Moody’s has placed Botswana among oil importers, small, tourism-reliant economies which will see the largest fall in revenue. Botswana is in the top 10 of that pecking order where Moody’s pointed out recently that other resource-rich countries like Botswana (A2 negative) will also face a large drop in fiscal revenue.

This situation of countries’ revenue on the red is going to stay stubborn for a long run. Moody’s predicts that the spending pressures faced by governments across the globe are unlikely to ease in the short term, particularly because this crisis has emphasized the social role governments perform in areas like healthcare and labour markets.

For countries like Botswana, these spending pressures are generally exacerbated by a range of other factors like a higher interest burden, infrastructure deficiencies, weaker broader public sector, higher subsidies, lower incomes and more precarious employment. As a result, most of the burden for any fiscal consolidation is likely to fall on the revenue side, says Moody’s.

Moody’s then moves to the revenue spin of taxation. The rating agency looked at the likelihood and probability of sovereigns to raise up revenue by increasing tax to offset what was lost in mineral revenue and tourism-related tax revenue. Moody’s said the capacity to raise tax revenue distinguishes governments from other debt issuers.  “In theory, governments can change a given tax system as they wish, subject to the relevant legislative process and within the constraints of international law. In practice, however, there are material constraints,” says Moody’s.

‘‘The coronavirus crisis will lead to long-lasting revenue losses for emerging market sovereigns because their ability to implement and enforce effective revenue-raising measures in response will be an important credit driver over the next few years because of their sizeable spending pressures and the subdued recovery in the global economy we expect next year.’’

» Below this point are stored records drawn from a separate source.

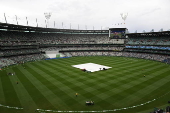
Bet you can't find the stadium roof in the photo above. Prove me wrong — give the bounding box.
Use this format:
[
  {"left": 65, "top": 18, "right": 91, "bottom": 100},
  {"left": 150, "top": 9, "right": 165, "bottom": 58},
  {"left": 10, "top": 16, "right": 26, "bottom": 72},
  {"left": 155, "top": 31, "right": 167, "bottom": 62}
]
[
  {"left": 0, "top": 23, "right": 109, "bottom": 33},
  {"left": 126, "top": 31, "right": 170, "bottom": 37}
]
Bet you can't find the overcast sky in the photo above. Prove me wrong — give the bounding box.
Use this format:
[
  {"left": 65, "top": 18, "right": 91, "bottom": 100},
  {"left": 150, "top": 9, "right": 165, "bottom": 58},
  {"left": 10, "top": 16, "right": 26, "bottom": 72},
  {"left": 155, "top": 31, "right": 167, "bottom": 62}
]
[{"left": 0, "top": 0, "right": 170, "bottom": 33}]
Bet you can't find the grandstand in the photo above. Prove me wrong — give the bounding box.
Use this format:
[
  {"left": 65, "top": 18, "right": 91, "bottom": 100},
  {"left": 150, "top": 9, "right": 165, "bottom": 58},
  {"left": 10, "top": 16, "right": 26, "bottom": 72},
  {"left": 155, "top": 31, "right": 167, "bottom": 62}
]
[{"left": 0, "top": 23, "right": 170, "bottom": 113}]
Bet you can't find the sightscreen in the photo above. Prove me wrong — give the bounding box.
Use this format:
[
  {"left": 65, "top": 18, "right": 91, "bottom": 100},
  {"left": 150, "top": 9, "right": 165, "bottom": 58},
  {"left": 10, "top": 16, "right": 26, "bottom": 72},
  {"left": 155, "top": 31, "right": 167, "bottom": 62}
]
[{"left": 109, "top": 28, "right": 126, "bottom": 39}]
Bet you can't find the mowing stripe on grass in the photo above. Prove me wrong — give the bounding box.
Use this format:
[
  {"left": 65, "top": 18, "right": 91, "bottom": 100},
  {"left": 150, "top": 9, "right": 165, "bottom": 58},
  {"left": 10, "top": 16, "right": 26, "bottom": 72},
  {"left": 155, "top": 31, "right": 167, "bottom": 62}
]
[
  {"left": 14, "top": 67, "right": 55, "bottom": 109},
  {"left": 1, "top": 71, "right": 22, "bottom": 107},
  {"left": 9, "top": 69, "right": 37, "bottom": 113}
]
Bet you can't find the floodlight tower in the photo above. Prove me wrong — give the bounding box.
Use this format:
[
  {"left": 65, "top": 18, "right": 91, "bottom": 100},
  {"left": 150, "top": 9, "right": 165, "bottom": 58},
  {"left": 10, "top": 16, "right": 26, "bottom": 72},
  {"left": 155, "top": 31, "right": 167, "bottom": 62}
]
[
  {"left": 120, "top": 13, "right": 128, "bottom": 27},
  {"left": 44, "top": 13, "right": 51, "bottom": 27}
]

According to Moody’s, together with a rise in stimulus and healthcare spending related to the crisis, the think tank expects this drop in revenue will trigger a sizeable fiscal deterioration across emerging market sovereigns. Most countries, including Botswana, are under pressure of widening their tax bases, Moody’s says that this will be challenging. “Even if governments reversed or do not extend tax-easing measures implemented in 2020 to support the economy through the coronavirus shock, which would be politically challenging, this would only provide a modest boost to revenue, especially as these measures were relatively modest in most emerging markets,” says Moody’s.

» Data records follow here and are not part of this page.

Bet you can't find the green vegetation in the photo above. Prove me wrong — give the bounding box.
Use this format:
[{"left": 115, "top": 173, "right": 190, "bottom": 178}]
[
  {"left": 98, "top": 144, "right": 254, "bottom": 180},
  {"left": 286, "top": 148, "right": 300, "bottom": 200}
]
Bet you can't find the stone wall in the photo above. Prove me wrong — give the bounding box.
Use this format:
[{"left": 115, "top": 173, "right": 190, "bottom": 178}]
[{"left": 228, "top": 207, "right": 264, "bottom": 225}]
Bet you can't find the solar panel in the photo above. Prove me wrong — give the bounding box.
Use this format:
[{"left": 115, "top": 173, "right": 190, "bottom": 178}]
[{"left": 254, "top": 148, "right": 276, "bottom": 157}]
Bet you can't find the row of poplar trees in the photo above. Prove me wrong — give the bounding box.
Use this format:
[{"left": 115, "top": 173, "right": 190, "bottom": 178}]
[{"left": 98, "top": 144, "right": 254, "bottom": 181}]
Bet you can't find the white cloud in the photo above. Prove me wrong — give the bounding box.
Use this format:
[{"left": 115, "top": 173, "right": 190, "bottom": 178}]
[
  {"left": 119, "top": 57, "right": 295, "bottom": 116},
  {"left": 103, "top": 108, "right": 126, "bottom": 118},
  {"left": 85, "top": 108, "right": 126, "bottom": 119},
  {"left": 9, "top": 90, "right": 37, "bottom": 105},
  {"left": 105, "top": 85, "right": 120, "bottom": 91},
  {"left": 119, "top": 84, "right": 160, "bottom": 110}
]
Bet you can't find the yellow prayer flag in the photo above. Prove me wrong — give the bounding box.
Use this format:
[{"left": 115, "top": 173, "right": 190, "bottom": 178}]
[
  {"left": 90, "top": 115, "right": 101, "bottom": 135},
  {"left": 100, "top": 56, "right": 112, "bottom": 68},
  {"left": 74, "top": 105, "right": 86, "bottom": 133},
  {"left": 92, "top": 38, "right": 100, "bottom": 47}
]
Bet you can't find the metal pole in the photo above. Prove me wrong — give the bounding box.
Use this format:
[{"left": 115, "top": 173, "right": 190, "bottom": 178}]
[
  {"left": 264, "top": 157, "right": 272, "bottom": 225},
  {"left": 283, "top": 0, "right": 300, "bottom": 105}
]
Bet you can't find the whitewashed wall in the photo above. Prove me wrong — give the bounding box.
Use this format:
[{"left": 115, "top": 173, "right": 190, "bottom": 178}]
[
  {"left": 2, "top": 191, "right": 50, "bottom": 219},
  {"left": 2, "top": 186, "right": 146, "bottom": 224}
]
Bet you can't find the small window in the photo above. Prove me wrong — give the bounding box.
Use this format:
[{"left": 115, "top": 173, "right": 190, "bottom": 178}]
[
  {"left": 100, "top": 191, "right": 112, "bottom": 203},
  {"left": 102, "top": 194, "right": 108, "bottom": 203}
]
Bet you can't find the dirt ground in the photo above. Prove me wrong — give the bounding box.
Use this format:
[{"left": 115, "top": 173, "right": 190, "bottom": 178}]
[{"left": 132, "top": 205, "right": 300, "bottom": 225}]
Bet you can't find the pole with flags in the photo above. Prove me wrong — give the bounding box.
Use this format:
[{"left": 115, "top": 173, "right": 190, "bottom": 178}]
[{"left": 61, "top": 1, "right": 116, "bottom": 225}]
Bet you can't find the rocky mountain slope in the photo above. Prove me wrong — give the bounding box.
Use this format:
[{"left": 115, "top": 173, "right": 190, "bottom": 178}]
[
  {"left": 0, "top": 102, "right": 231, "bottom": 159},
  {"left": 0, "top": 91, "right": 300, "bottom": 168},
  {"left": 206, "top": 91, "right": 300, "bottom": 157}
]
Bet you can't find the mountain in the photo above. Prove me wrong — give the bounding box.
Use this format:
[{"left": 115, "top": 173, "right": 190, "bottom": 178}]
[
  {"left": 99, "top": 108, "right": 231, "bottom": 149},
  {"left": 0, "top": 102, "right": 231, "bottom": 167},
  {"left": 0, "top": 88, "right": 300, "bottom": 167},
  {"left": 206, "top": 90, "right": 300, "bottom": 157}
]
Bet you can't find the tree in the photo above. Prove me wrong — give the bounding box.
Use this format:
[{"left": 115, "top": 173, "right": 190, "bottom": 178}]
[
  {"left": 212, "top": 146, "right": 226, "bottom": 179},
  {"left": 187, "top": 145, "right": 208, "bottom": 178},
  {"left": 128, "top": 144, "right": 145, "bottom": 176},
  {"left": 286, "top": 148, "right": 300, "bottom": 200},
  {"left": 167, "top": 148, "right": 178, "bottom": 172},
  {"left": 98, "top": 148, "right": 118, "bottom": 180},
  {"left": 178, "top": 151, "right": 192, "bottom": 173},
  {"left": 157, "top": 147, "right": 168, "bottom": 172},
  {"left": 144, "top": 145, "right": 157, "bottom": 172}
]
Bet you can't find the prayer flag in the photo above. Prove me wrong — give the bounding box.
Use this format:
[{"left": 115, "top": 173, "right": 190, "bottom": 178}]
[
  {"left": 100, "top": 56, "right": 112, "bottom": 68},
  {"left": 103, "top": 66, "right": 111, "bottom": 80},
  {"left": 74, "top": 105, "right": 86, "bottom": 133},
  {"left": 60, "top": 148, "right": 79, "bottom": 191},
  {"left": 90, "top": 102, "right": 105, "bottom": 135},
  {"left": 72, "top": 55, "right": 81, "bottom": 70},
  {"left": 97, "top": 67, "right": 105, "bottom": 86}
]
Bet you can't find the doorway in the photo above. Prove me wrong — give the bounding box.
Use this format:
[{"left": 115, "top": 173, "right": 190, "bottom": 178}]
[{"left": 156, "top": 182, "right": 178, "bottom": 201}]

Botswana has been seen internationally as a ‘tax ease’ country and its taxes are seen as lower when compared to its regional counterparts. This country’s name has also been mentioned in various international investigative journalism tax evasion reports. In recent years there was a division of opinions over whether this country can stretch its tax base. But like other sovereigns who have tried but struggled to increase or even maintain their tax intake before the crisis, Botswana will face additional challenges, according to Moody’s.

“Additional measures to reduce tax evasion and cutting tax expenditure should support the recovery in government revenue, albeit from low levels,” advised Moody’s. Botswana’s tax revenue to the percentage of the GDP was 27 percent in 2008, dropped to 23 percent in 2010 to 23 percent before rising to 27 percent again in 2012. In years 2013 and 2014 the percentage went to 25 percent before it took a slip to decline in respective years of 2015 up to now where it is at 19.8 percent.